Para el patriarcado los hombres son los dueños genéricos del rebaño planetario de mujeres. Por eso pueden compartir las características del material en grupos de WhatsApp o foros de internet, por eso pueden comentar en voz alta las calidades y gritarles por la calle que están muy buenas o que son muy feas, por eso pueden perseguirlas y acosarlas ya sea en el trabajo, en la discoteca o en un callejón, por eso pueden hacer uso de unas prerrogativas que les permiten acceder a sus cuerpos en cualquier momento con o sin consentimiento, prerrogativas que fueron denunciadas por la campaña #MeToo y que se volvieron mundialmente virales. Los hombres pueden hacer uso de las mujeres y ellas deben guardar silencio. Lo que no entienden es que ese silencio se haya roto.
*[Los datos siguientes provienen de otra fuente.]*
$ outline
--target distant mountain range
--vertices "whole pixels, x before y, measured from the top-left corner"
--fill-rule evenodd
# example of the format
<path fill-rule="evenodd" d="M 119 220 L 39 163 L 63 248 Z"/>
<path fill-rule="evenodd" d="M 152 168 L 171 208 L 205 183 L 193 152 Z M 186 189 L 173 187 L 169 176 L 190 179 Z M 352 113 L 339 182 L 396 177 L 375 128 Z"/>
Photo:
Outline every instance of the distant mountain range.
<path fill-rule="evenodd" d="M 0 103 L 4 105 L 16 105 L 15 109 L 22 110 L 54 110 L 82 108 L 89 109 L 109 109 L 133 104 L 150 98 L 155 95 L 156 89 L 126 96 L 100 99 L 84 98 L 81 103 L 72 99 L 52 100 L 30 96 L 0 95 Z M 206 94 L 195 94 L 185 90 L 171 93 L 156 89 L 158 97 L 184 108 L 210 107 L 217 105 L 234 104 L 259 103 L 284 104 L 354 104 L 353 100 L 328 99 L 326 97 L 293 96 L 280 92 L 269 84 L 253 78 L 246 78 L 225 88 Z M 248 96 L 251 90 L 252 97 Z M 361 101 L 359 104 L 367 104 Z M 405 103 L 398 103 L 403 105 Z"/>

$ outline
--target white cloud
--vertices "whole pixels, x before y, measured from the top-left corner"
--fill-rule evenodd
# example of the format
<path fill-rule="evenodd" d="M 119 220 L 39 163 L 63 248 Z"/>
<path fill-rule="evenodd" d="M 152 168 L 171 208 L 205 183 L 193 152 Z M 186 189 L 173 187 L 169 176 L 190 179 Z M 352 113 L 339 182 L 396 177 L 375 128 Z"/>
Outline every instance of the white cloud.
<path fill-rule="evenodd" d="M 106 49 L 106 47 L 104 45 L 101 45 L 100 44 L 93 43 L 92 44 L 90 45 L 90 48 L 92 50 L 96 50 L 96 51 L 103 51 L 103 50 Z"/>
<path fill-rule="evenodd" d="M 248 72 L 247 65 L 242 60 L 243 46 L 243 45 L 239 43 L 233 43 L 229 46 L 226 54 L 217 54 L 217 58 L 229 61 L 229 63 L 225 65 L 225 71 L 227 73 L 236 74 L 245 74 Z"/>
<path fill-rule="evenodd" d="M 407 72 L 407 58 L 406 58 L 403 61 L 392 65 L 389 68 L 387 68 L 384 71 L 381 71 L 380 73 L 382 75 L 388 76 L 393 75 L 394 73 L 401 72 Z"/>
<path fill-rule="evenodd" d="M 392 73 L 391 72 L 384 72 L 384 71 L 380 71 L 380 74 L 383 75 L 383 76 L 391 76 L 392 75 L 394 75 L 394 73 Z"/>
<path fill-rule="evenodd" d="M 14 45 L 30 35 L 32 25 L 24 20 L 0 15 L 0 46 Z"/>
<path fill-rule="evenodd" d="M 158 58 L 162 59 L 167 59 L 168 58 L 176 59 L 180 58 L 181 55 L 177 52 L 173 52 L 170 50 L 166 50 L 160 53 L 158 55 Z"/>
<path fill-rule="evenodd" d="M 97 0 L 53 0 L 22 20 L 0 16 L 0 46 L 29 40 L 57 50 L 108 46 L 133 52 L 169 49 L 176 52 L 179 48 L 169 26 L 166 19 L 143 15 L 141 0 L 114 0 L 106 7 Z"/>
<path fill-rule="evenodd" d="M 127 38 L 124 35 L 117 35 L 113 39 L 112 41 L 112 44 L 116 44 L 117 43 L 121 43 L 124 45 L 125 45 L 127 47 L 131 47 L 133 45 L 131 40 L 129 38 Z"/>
Dentro del grupo existen los hombres perro, encargados de devolver al rebaño a la que se le ocurre desmandarse, a la que decide andar por su cuenta sin permiso y a deshoras, para que sirva de ejemplo a las demás. Por eso, quienes interiorizan ese patriarcado, ya sean hombres o mujeres, cuando ocurre alguna violación no piensan que el que agredió no tenía derecho a hacerlo, porque para el patriarcado sí que lo tiene (el hombre tiene el derecho, cualquier derecho incluido el de agredir para el que siempre existirá la coartada de haber sido provocado). Lo que se preguntan es qué hacía ella sola y en ese sitio y con esa ropa. Porque ella es la que no tiene derecho. No tiene derecho a hacer uso de una libertad que no le corresponde. Somos fruto de nuestra Historia y durante muchos siglos la violación no era considerada una agresión contra las mujeres sino una afrenta al padre o al marido que ostentaba la potestad sobre unos cuerpos que quedaban marcados por esa violencia como material estropeado. Además, la sospecha caía inmediatamente sobre ellas. Quizás se lo merecían por ir provocando. Con espeluznante frecuencia, una mujer podía terminar muerta y habérselo buscado. La función de los hombres perro ha sido fundamental para el patriarcado durante siglos y lo sigue siendo: deben enseñar a las mujeres que no son libres, que no pueden ir por donde quieran, que no pueden vestir como quieran, que no pueden ir por según qué lugares y a según qué horas si no es acompañadas por hombres que las protejan porque ellas no son independientes.
Ese sustrato se mantiene, pero en una sociedad compleja como la nuestra, las agresiones también se complejizan. Las violaciones grupales incluso a niñas nos golpean desde los telediarios. En algunos de los casos, los violadores también eran menores de edad. Es lo que ocurre en una sociedad que deja la formación afectivo sexual en manos del porno. Los chicos ven porno desde los nueve años, las chicas un poco más tarde de modo que ese tipo de material se convierte en la escuela de educación sexual para nuestros adolescentes, una escuela de violencia, una escuela de hombres perro. El contenido del porno se basa en un crescendo que comienza por indiferencia emocional, sigue con desprecio y culmina en agresión. Esto es lo que ven nuestros chicos y chicas y esto es lo que reproducen.
Lejos de extinguirse, la manada de hombres perro cuenta ahora con la colaboración activa de la industria del porno, de la industria prostitucional y de un ideario difundido a veces a través de los transmisores culturales (letras musicales, especialmente en reguetón, videos, programas televisivos, anuncios publicitarios) en el que se erotiza la violencia hasta el punto de que podría parecer que a las mujeres les gusta ser violadas, que lo van buscando, que se lo merecen. El porno y la prostitución son territorio salvaje, erizado de oscuros intereses, territorio donde abrevan los hombres perro.